Review of Chasing Sleep

Chasing Sleep (2000)
5/10
Yet another interpretation
24 May 2003
Warning: Spoilers
*** Spoilers ***

Chasing Sleep is one of those movies becoming very subjective for every viewer. Here are some of the questions that come to mind:

1. How many characters are real people in the movie? - Are the cops real? - Is the college girl real? - Are the neighbors real? At all times? - Is the pill prescribing doctor real? - How bout the worried friend or adulterer?

2. Where is the wife? - Did she leave the insomniac for the gym teacher? - Is she buried in the woods? - Was she disassembled and stuffed in the plumbing? - Maybe she never existed in the first place?

What are our clues?

  • We immediately start with an insomniac that may be sleep starved beyond imagination. See the movie "Insomniac" with Al Pacino and Robin Williams.


  • Because of the character's sleep-starved state, hallucinations run rampant. The first obvious clue is the phone call from the detective stating that the wife was found dead in the woods; it is revealed that the vivid phone call never took place. We now have an opportunity to place the character's mental condition to that of the character in "A Beautiful Mind."


  • Implausibility of supporting characters


* Based on clues, routine detective work would have focused on the husband early, presenting a search warrant that would have broken the chain of suspicious activities. Therefore, we conclude that the detective was an hallucination.

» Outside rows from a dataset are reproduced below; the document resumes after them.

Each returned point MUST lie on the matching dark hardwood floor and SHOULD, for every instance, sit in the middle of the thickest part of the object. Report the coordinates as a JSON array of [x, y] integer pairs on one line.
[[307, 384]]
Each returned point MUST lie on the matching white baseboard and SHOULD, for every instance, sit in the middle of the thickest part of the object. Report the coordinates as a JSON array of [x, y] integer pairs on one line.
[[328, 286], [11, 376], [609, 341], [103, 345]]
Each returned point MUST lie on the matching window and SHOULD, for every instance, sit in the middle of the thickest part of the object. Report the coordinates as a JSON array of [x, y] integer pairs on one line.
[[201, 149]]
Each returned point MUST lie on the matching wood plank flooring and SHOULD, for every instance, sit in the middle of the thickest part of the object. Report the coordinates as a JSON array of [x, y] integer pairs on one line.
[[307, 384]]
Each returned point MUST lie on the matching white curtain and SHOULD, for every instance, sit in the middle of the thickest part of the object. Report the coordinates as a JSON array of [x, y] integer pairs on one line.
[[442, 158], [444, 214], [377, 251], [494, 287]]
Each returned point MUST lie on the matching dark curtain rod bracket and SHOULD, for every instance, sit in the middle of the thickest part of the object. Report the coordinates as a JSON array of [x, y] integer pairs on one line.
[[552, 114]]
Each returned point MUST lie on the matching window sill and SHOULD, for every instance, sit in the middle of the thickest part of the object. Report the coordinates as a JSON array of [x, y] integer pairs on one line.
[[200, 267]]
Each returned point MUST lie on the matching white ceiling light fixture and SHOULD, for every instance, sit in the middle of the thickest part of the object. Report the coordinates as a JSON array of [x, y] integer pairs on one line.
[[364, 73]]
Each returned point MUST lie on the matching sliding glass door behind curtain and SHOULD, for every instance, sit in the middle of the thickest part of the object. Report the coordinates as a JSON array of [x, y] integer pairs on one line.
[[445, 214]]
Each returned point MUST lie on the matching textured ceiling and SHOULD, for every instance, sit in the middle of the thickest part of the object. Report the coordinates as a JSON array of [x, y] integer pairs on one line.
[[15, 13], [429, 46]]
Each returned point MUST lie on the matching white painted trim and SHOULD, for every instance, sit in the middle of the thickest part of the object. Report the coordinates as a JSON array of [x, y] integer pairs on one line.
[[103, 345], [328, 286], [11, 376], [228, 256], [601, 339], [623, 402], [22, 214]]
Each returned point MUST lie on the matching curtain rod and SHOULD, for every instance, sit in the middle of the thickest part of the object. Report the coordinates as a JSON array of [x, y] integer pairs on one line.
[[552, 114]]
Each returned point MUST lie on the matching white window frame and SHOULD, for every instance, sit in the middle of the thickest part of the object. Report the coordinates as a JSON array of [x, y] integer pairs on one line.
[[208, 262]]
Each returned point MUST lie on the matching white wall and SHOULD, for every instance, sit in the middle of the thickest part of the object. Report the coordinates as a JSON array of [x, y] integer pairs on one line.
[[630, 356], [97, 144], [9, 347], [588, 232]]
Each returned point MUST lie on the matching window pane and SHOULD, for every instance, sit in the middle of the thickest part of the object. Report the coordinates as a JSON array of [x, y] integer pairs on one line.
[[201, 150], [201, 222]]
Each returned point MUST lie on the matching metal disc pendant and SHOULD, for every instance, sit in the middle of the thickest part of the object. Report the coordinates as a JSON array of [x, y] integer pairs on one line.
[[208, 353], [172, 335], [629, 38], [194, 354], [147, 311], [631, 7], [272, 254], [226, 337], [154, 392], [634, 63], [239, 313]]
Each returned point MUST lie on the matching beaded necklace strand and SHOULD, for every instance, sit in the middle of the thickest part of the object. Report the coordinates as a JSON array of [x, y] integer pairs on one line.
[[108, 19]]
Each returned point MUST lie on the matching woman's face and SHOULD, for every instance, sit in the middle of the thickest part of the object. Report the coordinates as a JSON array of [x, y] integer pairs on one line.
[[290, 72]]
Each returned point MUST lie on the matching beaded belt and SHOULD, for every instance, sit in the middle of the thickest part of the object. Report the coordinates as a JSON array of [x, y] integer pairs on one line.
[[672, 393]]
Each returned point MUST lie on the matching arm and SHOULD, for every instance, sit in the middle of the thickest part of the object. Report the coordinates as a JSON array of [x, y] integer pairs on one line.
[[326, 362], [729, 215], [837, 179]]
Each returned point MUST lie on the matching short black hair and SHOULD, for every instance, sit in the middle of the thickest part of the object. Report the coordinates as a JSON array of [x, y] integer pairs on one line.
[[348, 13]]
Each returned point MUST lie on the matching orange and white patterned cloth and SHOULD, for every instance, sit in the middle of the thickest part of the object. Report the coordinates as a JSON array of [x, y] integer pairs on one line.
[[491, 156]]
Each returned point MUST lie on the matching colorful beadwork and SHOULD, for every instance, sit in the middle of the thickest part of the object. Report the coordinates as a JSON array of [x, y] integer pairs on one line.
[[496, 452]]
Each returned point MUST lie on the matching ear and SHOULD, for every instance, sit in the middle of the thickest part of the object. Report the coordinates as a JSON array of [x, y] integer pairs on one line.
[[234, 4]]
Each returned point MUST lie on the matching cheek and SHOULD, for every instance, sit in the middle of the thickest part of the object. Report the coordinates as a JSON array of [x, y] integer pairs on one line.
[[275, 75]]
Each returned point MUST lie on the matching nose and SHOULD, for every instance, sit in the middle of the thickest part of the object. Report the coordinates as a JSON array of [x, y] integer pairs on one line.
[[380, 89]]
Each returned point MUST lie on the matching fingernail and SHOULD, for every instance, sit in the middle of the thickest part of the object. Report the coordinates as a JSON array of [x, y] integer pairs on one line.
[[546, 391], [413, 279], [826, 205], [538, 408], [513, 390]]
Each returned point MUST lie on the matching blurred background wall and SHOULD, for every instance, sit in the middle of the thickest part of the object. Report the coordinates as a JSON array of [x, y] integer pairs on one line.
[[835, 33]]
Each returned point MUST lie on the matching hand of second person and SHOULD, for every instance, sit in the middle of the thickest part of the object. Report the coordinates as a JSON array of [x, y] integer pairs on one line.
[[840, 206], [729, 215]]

As well, the 911 voice was unlike any 911 operator you would ever encounter. Which in turn would make the entire missing person report an hallucination. Which in turn makes the doctor fictional.

* The college girl. The odds are quite opposed to this reality. We know that the character may have been a reader of Hustler magazine, concluding his state of fantasy. Supporting this was the image of the neighbors lovemaking, also implausible. Maybe this supporting character was designed as a retaliation against his wife, returning adultery for adultery.

I think we get the picture, though not all questions are answered.

I see this movie as follows:

* The character has a REAL wife who is having an affair with another man. He cannot deal with the reality of losing his wife to another man. No doubt, he found the diary revealing how his wife really feels about him.

* He loses his mind and kills his wife, disposing her in the house plumbing.

* This depravity escalates into a state of insomnia, which in turn causes severe mental illness, spurred on by immense guilt.

* In this state of mental illness, the man is haunted by ghosts in his imagination. He tries to deny reality of what he did, yet all the more being tormented and confronted by his hideous deed.

* Most, or all, supporting characters are hallucinations, much like depicted in "A Beautiful Mind," except these hallucinations have a mission to expose a murderous mind.

* Ed Saxon finally realizes his depravity and is overwhelmed, totally disabled, by his guilt.

* Sooner or later, the real cops will come and arrest the character, charging him with the brutal murder of his wife.

Yet another interpretation

I give the movie a 6.5 out of 10 for my interpretation, and 4 out of 10 if the characters are not hallucinations.